Fotia Ltd

Fotia Ltd

Working with Partitioned Views

Now that we have our partitioned view created, let's add some data:

-- Create some data for the view
-- Note that here are we inserting into the *view* and
-- not the underlying tables.
declare @i int;
set @i = -100;
while @i < 100 begin
    insert dbo.PartView
        (partition, someData, filler)
    values
        (@i, rand(), replicate('*', 100));

    set @i = @i + 1;
end
go

Here we have a loop that will insert 200 rows into the partitioned view. Note that nowhere in the script are we specifying any information about the base tables. We are just treating the view as a table. Let's have a look at the net effect:

select count(*) as NumberOfRows, min(partition) as MinPartition, max(partition) as MaxPartition
from dbo.TablePos;
go
NumberOfRows MinPartition MaxPartition
------------ ------------ ------------
100 0 99

select count(*) as NumberOfRows, min(Partition) as MinPartition, max(Partition) as MaxPartition
from dbo.TableNeg;
go
NumberOfRows MinPartition MaxPartition
------------ ------------ ------------
100 -100 -1

As you can see, all of the rows with a Partition value of 0 to 99 are in TablePos, -100 to -1 are in TableNeg. To see how the magic is happening have a look at the execution plan of a single insert:

Partitioned View Insert

The highlighted Compute Scalar step is evaluating the check constraint on the base tables. SQL Server has read and understood the partitioning of the underlying tables. The Ptn1018 expression will be 0 if the insert is destined for TablePos, 1 if the target is TableNeg and NULL if it neither (the following Assert step will raise an error if the value for Partition is outside the allowable constraints).

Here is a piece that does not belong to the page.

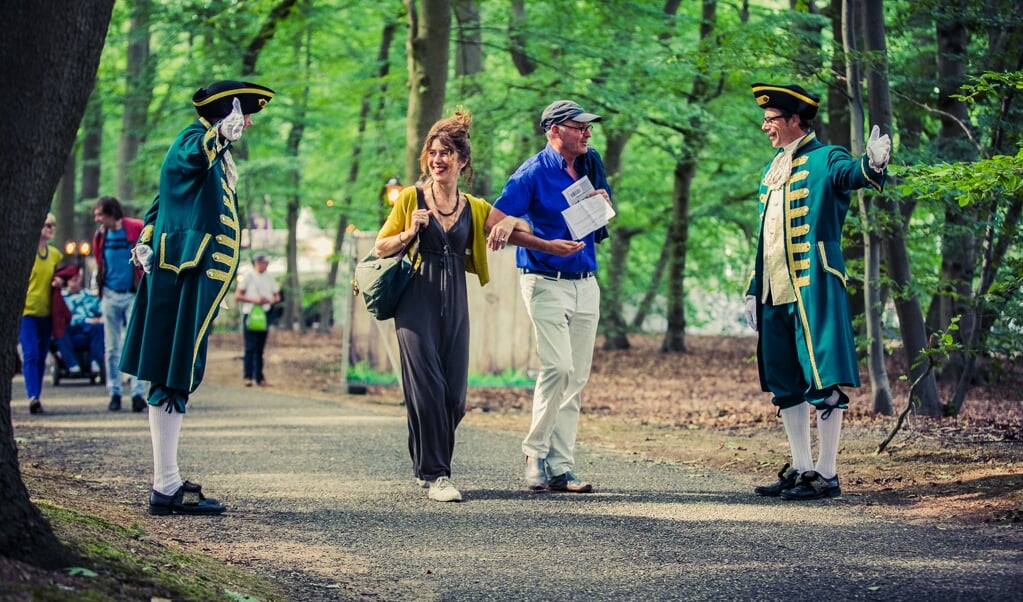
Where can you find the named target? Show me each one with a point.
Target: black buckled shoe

This evaluation is then used to control which steps of the remaining execution plan are executed. It is easy to be mislead into thinking that because there are two Clustered Index Insert statements, SQL is touching both base tables. However, have a closer look at the Number of executes for each insert. It is 1 for the insert into TablePos and 0 for TableNeg. Essentially SQL Server has ‘short circuited' the execution plan at runtime. It has only executed the insert into the base table whose check constraints will accept the insert.

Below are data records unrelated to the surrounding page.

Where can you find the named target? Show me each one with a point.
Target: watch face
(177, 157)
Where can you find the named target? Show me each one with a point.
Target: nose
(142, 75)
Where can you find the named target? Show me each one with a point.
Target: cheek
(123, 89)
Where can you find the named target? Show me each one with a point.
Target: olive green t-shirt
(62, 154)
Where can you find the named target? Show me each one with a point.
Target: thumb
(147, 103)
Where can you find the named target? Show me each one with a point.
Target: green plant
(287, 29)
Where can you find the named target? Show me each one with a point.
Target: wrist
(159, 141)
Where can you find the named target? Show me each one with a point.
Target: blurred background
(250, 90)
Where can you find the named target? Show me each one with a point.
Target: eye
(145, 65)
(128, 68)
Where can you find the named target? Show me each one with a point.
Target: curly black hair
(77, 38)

This has a number of advantages. Firstly it means that SQL can re-use the same execution plan irrespective of the data being inserted. It will dynamically adjust the plan at runtime to the actual data being acted on. This is especially good for distributed partitioned views as it means SQL will only reach out to the linked server hosting the required data. It will not waste costly network roundtrips to the SQL Servers that it knows do not fall within the check constraints defined in their hosted base tables. Therefore the same execution plan can be cached and re-used, knowing that the optimizer will only execute the portions relevant to each execution context.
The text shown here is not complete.